String, &str, when to use Vec<String> or Vec<&str>

Hi,

Usage scenario: capturing a variable number of string tokens input from users, and this list is immutable and alive during the entire life of the application.

I understand that (from Rust: Conversion Between &str and String Types):

&str is a string slice, once bound it is an immutable reference.

String is a growable, mutable string type that is stored on the heap. It can be modified and reallocated in memory as needed.

to_string() converts a &str to a String. It creates a new String from &str.

as_str() and operator & get a reference to a String as a &str. (The String is still available/valid after the conversion call.)

The below program, str_list_1 and str_list_2 produce the same result:

fn main() {
    let str_list_1: Vec<String> = vec!["abc".to_string(), "def".to_string(), 
        "ghi".to_string(), "jkl".to_string()];

    for s in str_list_1 {
        print!("{} ", s);
    }

    println!("\n\n----------------\n");

    let str_list_2: Vec<&str> = vec!["abc", "def", "ghi", "jkl"];

    for s in str_list_2 {
        print!("{} ", s);
    }    
}

Given the usage scenario above, should I use Vec<String> or Vec<&str>, please? And what are the advantage of one over the other?

Thank you and best regards,

...behai.

The point is not really mutability. The important difference between &str and String is that &str is borrowed and String is owned.

Borrowed data can only point to something that's already owned somewhere else. In your example, you only have string literals, which are baked into the executable, and thus are "owned" for the entire duration of the program by static memory.

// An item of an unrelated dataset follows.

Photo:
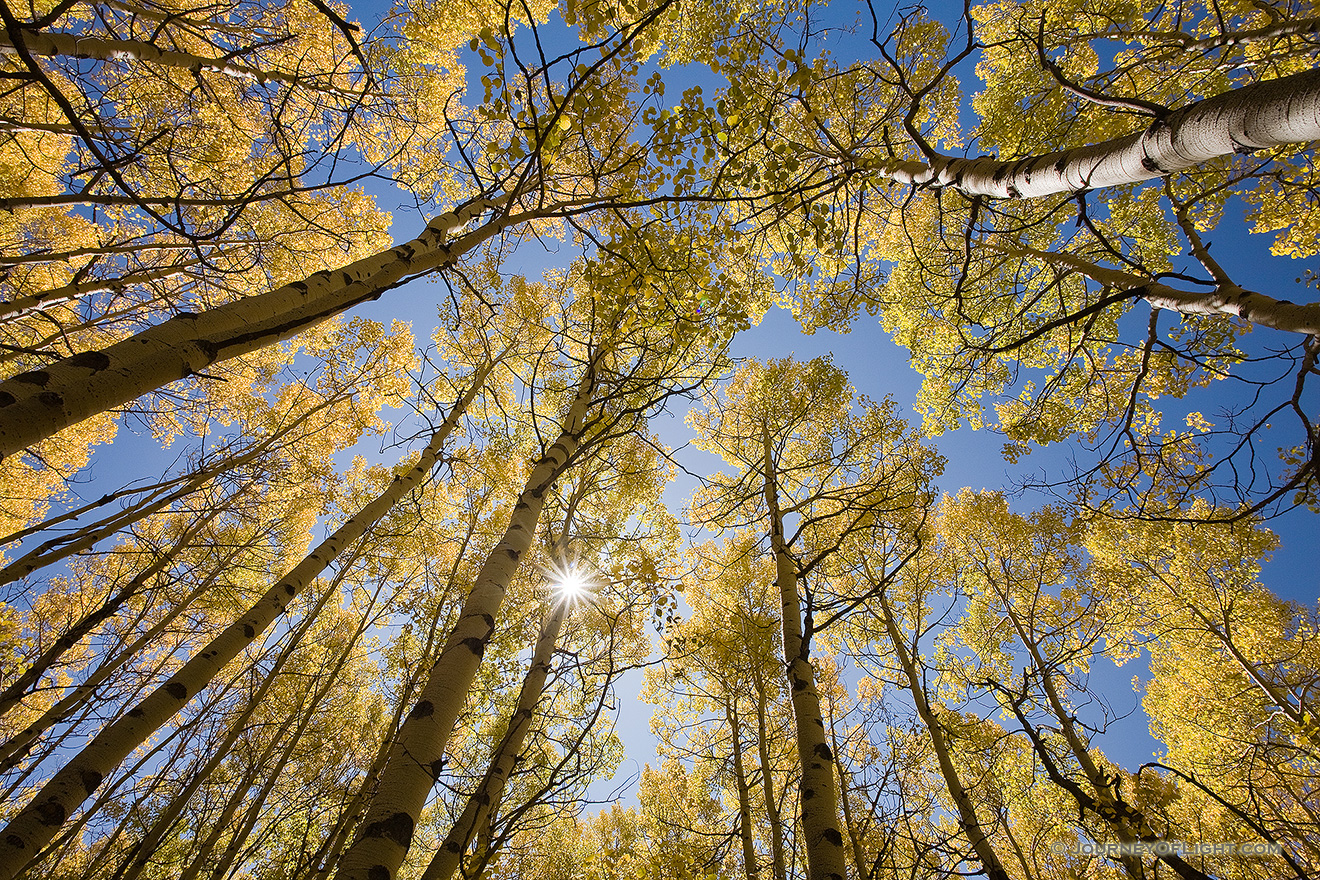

Therefore this isn't at all representative of your use case. If you want to accept user input, you will have to do so using a String. You can't read into a &str. Borrows are temporary views into existing data; you can't use them to "store something by reference". They don't keep their referent alive.

18 Likes

There isn't a general answer for this, but:

  • If you're getting these individually from IO, they need to live somewhere, so if you have Vec<&str> you'll also have a separate Vec<String> somewhere to own them. Vec<String> could be better since it's only one Vec, but Vec<Box<str>> could be better than both, since it's the same layout as Vec<&str> and doesn't need a separate owner.
  • If you're able to have all the pieces in a single String, such as when doing deserialization, then it may be better to have Vec<&str> since it's only one big allocation (plus the Vec) instead of many small allocations (plus the Vec). It may even be viable to use the big String as the container, and expose the small &str pieces through an iterator, without a Vec at all.
  • Whatever you choose, after the collection is constructed, Vec<&str> and Vec<Box<str>> should be the fastest, but by an extremely tiny amount. This is because each element of Vec<String> is larger than each element of Vec<&str>/Vec<Box<str>>, and because String needs to construct the &str from its separate parts (pointer and length). Box<str> to &str should be free, since they're both normal fat pointers at runtime.
  • If you're using string literals, then there's no downside to Vec<&'static str>, since there's no need to own them or allocate them. But then you should also put them in an array and pass around &[&str].

You can test these different methods (Vec<String>, Vec<&str>, and Vec<Box<str>>) by making your functions generic like so:

fn f<S: AsRef<str>>(list: &[S])

and if you want to include the iterator as well:

fn f<I: IntoIterator<Item = S>, S: AsRef<str>>(list: I)
3 Likes

Hi drewtato,

Thank you very much for your explanations. I will need to study your suggestions. They are quite advanced for me.

In the meantime, I will go with Vec<String>, I will refactor it when my understanding of Rust progresses.

Thank you and best regards,

...behai.

1 Like

Hi H2CO3,

You are right, I could have written a better example :slight_smile: I will use a String and hence Vec<String>.

Thank you for your helps and best regards,

...behai.

My favourite article about when you'd want String vs &str:

(Cleverly disguised as being about fizzbuzz.)

8 Likes

String is growthable, String is better than &str

Sting is growable, but &str is trivially copyable. Each type has their own pros and cons.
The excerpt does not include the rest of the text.